The revelation that Mexico was kept in the dark as the Obama administration pumped thousands of weapons into the hands of criminals in its country – criminals who then used the weapons to kill people – comes after news broke that President Barack Obama thinks it’s part of his job as president to kill people, as detailed in a soon-to-be-released book by Newsweek investigative reporter Daniel Klaidman.

According to excerpts from Klaidman’s book, “Kill or Capture,” former President George W. Bush’s counter-terrorism adviser Richard Clarke told Obama early in his presidency that the job required he get his hands dirty.


“As president, you kill people,” Clarke told Obama, according to the book.

Klaidman writes that Obama was unshaken by that remark.

“An inscrutable Obama looked back at Clarke, not betraying any emotion. ‘I know that,’ Obama told Clarke in an even tone,” the book excerpt reads. “‘He didn’t flinch,’ Clarke later said of the meeting.”

In Fast and Furious, the administration likely knew people would die because its actions. The Obama administration’s Bureau of Alcohol, Tobacco, Firearms and Explosives facilitated the sale of the weapons to straw purchasers, who then trafficked them into Mexico. The overall plan was to “track” trafficked weapons to where they ultimately ended up, allowing law enforcement to target bigger kingpin criminals in the weapons trafficking trade.

But the only way to “track” those weapons after they were “walked” into Mexico was to find them at stings or crime scenes. When Mexican drug cartel operatives kill people, they often ditch their weapons at or near the crime scenes.

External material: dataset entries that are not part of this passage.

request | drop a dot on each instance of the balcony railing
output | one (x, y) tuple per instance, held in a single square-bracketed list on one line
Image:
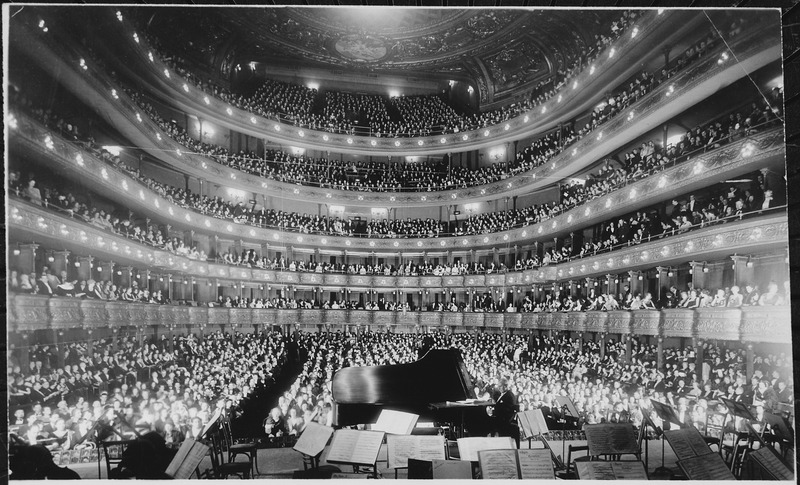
[(749, 324), (745, 155), (767, 232), (752, 52)]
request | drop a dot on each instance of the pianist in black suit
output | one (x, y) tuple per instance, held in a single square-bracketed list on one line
[(504, 411)]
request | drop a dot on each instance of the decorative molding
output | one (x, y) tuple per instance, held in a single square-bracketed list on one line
[(769, 231), (747, 154), (750, 47)]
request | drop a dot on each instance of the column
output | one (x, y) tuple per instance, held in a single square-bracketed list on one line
[(628, 348), (698, 276), (699, 356), (125, 278), (637, 282), (664, 281), (602, 345), (84, 266), (106, 270), (59, 261), (743, 270), (26, 258), (611, 286), (58, 348), (590, 284)]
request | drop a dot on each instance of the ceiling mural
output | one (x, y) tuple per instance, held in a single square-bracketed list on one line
[(516, 64), (517, 47)]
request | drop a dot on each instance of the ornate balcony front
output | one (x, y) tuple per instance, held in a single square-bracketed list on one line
[(698, 81), (749, 324), (749, 154), (764, 233)]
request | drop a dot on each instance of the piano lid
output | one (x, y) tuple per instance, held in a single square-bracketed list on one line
[(440, 375)]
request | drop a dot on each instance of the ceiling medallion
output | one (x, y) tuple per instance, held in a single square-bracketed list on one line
[(361, 48)]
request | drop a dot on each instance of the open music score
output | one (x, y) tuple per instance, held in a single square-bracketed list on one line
[(355, 447), (439, 469), (706, 467), (468, 448), (611, 470), (611, 439), (687, 443), (395, 422), (516, 464), (421, 447), (313, 439)]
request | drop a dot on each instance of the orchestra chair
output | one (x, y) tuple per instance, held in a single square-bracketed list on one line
[(568, 474), (713, 434), (219, 468), (736, 451), (114, 459), (250, 450)]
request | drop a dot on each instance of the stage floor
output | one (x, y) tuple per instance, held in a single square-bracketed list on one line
[(281, 463)]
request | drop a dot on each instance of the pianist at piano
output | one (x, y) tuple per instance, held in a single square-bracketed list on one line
[(296, 216)]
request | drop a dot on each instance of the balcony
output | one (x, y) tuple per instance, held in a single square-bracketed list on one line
[(764, 233), (731, 160), (747, 324), (696, 82)]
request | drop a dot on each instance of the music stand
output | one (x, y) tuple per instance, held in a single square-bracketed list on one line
[(665, 413), (738, 409), (780, 426), (567, 406), (648, 423)]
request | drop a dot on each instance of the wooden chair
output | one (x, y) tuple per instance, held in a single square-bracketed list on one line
[(234, 449), (112, 451), (219, 468), (572, 448)]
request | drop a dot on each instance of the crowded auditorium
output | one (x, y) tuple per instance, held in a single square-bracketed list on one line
[(397, 243)]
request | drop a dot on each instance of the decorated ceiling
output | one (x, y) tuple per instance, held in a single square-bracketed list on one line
[(502, 50)]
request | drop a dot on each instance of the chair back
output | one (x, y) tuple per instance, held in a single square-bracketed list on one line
[(112, 451), (214, 441)]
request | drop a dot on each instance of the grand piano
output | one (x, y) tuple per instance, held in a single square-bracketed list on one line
[(360, 393)]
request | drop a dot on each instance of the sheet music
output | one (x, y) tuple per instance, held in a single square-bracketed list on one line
[(468, 448), (451, 469), (499, 464), (535, 465), (772, 464), (355, 446), (611, 439), (629, 470), (395, 422), (403, 447), (687, 443), (313, 439), (706, 467), (349, 476), (595, 470)]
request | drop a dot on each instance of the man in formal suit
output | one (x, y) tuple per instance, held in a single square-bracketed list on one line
[(504, 411)]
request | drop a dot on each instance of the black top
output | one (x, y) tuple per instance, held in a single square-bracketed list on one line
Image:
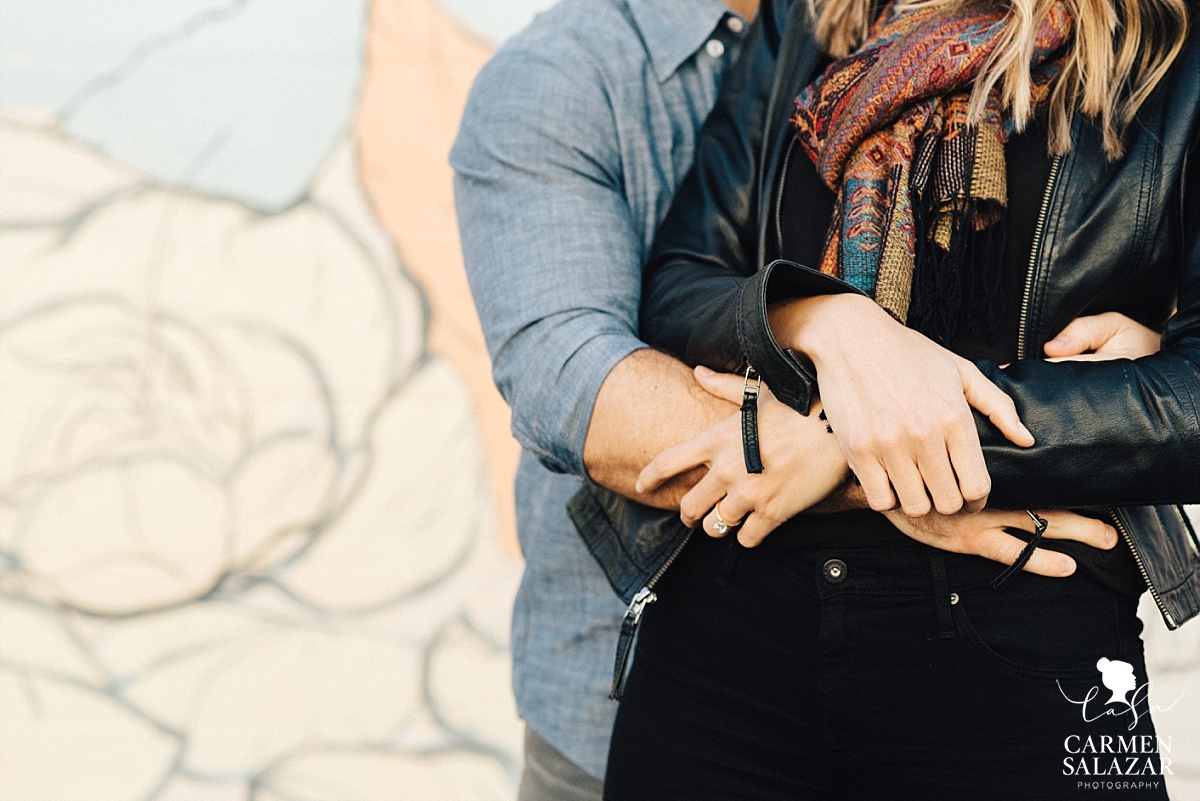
[(802, 218)]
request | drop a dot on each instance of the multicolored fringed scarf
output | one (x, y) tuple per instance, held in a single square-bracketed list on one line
[(887, 130)]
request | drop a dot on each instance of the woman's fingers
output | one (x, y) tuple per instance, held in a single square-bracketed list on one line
[(1083, 335), (726, 386), (994, 403), (966, 458), (910, 487), (697, 505), (731, 510), (1062, 524), (940, 479), (874, 481)]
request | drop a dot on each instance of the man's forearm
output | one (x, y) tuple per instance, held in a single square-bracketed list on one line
[(649, 402)]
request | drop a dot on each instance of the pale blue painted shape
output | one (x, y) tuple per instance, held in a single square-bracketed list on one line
[(51, 49), (241, 98), (495, 19)]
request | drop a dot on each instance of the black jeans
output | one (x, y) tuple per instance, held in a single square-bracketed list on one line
[(879, 674)]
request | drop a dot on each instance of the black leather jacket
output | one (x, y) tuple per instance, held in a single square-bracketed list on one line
[(1111, 236)]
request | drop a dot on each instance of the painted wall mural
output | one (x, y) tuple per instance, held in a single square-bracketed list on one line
[(256, 527)]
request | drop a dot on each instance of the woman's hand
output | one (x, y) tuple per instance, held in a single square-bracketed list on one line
[(802, 465), (982, 534), (1099, 337), (899, 404)]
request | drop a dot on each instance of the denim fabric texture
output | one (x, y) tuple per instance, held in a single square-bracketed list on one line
[(784, 673), (575, 137)]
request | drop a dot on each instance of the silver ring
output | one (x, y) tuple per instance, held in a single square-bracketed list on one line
[(721, 525)]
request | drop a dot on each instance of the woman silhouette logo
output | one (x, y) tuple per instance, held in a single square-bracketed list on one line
[(1119, 678)]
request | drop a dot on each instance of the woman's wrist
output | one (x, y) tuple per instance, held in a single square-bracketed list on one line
[(810, 325)]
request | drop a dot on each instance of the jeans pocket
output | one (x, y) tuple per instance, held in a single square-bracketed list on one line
[(1043, 627)]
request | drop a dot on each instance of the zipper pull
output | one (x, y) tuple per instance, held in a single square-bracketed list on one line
[(625, 642), (750, 420)]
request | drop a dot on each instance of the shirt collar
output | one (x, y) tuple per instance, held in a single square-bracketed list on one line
[(673, 29)]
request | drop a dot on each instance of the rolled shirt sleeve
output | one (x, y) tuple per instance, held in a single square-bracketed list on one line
[(550, 246)]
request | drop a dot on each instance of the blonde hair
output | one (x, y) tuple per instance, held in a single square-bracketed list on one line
[(1117, 54)]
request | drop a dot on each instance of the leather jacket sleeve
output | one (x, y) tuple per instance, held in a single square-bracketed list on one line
[(1108, 433)]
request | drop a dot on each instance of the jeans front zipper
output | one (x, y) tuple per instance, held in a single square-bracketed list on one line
[(633, 619), (1035, 257)]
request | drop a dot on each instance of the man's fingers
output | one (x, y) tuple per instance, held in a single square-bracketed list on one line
[(1062, 524), (726, 386), (1050, 562), (672, 462), (1084, 333), (1006, 549), (995, 404)]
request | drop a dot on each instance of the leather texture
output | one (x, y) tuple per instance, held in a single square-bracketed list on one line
[(1116, 236)]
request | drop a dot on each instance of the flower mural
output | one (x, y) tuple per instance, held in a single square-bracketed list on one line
[(255, 482)]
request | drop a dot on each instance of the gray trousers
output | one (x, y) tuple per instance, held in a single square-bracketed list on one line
[(550, 776)]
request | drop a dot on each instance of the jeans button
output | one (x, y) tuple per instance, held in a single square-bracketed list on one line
[(834, 571)]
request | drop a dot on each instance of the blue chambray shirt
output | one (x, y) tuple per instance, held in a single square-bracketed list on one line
[(574, 140)]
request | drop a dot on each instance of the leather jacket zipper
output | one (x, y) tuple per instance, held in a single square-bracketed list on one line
[(1021, 345), (1141, 566), (633, 619), (1035, 256)]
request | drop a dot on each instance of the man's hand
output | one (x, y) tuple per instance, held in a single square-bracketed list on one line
[(802, 464), (899, 404), (648, 402), (1099, 337), (983, 535)]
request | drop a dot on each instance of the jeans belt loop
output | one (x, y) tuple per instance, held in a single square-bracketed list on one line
[(942, 596)]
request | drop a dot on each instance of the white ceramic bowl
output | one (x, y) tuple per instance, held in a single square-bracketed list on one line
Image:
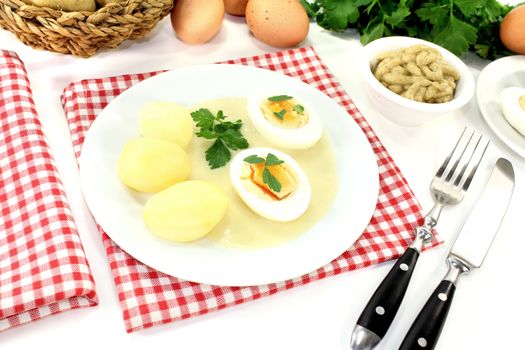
[(402, 110)]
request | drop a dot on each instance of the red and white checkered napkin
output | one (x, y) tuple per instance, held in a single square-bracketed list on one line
[(43, 268), (149, 297)]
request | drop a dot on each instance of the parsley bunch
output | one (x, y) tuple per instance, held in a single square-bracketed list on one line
[(227, 135), (268, 178), (457, 25)]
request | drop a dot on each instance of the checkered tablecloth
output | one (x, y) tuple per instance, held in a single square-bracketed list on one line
[(43, 268), (148, 297)]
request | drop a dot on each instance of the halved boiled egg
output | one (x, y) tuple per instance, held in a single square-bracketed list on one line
[(285, 120), (513, 106), (271, 183)]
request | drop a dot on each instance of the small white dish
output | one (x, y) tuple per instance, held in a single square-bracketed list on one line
[(496, 76), (402, 110), (119, 211)]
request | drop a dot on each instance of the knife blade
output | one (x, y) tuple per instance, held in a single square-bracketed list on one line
[(467, 253)]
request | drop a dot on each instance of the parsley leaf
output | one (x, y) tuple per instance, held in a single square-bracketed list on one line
[(299, 109), (398, 16), (218, 154), (267, 176), (337, 14), (280, 114), (272, 159), (204, 118), (234, 139), (279, 98), (227, 135), (457, 35), (254, 159), (271, 181), (457, 25)]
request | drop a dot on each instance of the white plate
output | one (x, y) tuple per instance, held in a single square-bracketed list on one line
[(119, 211), (497, 75)]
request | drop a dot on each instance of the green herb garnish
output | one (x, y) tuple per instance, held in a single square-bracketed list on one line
[(457, 25), (279, 98), (280, 114), (227, 135), (267, 176), (299, 109)]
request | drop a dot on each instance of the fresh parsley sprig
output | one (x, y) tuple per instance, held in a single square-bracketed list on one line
[(267, 175), (457, 25), (227, 135)]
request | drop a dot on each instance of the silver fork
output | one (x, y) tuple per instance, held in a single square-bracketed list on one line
[(448, 187)]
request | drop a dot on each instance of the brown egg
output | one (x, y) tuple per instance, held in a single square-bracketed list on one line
[(512, 30), (197, 21), (235, 7), (280, 23)]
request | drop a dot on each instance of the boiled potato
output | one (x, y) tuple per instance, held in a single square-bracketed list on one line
[(166, 120), (186, 211), (151, 165), (67, 5)]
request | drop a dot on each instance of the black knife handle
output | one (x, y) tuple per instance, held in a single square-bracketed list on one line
[(424, 332), (383, 305)]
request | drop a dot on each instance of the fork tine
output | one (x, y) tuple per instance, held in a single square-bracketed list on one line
[(460, 176), (473, 171), (444, 165), (453, 169)]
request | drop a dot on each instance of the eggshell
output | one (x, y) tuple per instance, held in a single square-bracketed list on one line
[(512, 30), (235, 7), (197, 21), (279, 23)]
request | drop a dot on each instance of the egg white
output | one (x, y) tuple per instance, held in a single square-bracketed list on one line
[(299, 138), (287, 209), (511, 108)]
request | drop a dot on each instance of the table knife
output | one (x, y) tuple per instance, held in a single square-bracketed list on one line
[(467, 253)]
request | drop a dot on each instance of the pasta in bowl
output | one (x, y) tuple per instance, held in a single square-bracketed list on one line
[(413, 81)]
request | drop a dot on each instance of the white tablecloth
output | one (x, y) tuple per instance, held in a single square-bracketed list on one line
[(487, 312)]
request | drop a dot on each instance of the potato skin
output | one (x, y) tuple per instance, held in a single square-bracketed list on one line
[(167, 121), (67, 5), (185, 211), (152, 165)]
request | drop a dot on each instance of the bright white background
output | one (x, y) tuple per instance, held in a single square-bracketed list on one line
[(488, 308)]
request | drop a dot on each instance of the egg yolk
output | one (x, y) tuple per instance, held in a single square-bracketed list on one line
[(253, 182), (288, 114)]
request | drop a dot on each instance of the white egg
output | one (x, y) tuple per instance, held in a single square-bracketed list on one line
[(298, 128), (513, 106), (295, 191)]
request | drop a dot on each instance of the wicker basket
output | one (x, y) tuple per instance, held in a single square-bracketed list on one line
[(81, 33)]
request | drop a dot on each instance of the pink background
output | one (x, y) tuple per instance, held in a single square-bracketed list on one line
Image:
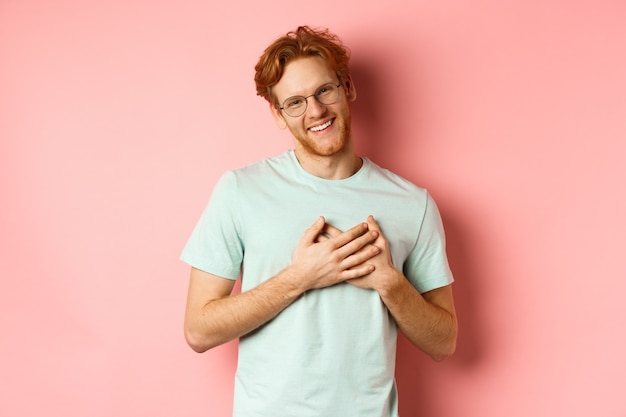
[(117, 117)]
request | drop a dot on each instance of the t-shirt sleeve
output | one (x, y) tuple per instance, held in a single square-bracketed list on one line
[(215, 245), (427, 265)]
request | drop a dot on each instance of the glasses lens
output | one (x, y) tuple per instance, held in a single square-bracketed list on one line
[(327, 94), (295, 106)]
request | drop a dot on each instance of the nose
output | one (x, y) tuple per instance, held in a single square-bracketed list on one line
[(314, 107)]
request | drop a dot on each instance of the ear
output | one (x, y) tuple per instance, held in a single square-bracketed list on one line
[(350, 89), (278, 117)]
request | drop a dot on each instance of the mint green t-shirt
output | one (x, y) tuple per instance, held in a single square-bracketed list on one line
[(332, 351)]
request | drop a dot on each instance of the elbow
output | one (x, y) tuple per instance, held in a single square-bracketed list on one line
[(196, 342), (446, 348)]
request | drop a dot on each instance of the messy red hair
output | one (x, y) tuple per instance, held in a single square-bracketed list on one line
[(303, 42)]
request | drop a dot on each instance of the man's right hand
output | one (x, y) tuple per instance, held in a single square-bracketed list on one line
[(320, 260)]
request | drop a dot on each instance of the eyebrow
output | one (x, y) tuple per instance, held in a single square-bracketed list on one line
[(314, 91)]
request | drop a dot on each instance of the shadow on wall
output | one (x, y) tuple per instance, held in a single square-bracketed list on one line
[(378, 127)]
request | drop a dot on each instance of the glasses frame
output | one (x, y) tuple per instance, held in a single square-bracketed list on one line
[(306, 99)]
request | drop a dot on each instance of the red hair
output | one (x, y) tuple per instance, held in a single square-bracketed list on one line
[(303, 42)]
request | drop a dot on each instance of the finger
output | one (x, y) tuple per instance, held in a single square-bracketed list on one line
[(331, 230), (357, 272), (359, 248), (372, 223), (349, 235)]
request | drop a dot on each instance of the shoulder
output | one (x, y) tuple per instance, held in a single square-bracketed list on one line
[(392, 180)]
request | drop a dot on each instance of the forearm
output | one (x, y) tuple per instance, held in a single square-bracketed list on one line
[(224, 319), (428, 321)]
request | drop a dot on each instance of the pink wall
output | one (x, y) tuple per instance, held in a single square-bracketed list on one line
[(116, 118)]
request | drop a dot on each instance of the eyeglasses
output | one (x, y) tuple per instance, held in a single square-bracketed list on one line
[(296, 106)]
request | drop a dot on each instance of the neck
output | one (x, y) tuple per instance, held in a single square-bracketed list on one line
[(333, 167)]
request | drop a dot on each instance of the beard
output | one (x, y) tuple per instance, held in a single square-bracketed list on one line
[(326, 148)]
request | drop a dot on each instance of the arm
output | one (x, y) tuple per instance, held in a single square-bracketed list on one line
[(428, 320), (213, 316)]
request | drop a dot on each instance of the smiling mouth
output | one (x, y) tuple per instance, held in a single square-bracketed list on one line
[(321, 127)]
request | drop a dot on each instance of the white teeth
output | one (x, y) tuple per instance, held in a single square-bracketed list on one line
[(322, 127)]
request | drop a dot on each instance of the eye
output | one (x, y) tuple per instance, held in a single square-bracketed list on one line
[(325, 90), (293, 102)]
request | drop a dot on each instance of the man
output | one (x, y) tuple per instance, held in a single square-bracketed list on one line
[(334, 253)]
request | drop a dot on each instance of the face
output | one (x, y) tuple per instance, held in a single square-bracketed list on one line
[(323, 130)]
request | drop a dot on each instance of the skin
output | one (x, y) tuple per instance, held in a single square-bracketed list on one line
[(325, 255)]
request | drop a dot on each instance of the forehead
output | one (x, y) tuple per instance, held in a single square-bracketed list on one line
[(302, 76)]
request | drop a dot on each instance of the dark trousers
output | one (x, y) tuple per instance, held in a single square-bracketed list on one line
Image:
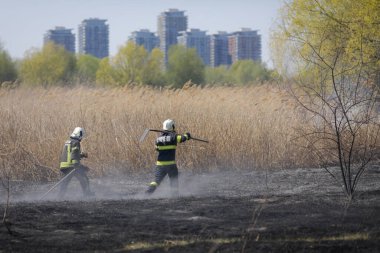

Agent Terry’s murder on Dec. 15, 2010 sparked a national outcry and what has become a lengthy congressional investigation that’s lasted more than a year. Despite a series of hearings, document requests and congressional subpoenas, Attorney General Eric Holder and the Obama administration have failed to provide complete answers about Operation Fast and Furious – which has turned the issue into Obama’s bloodiest scandal.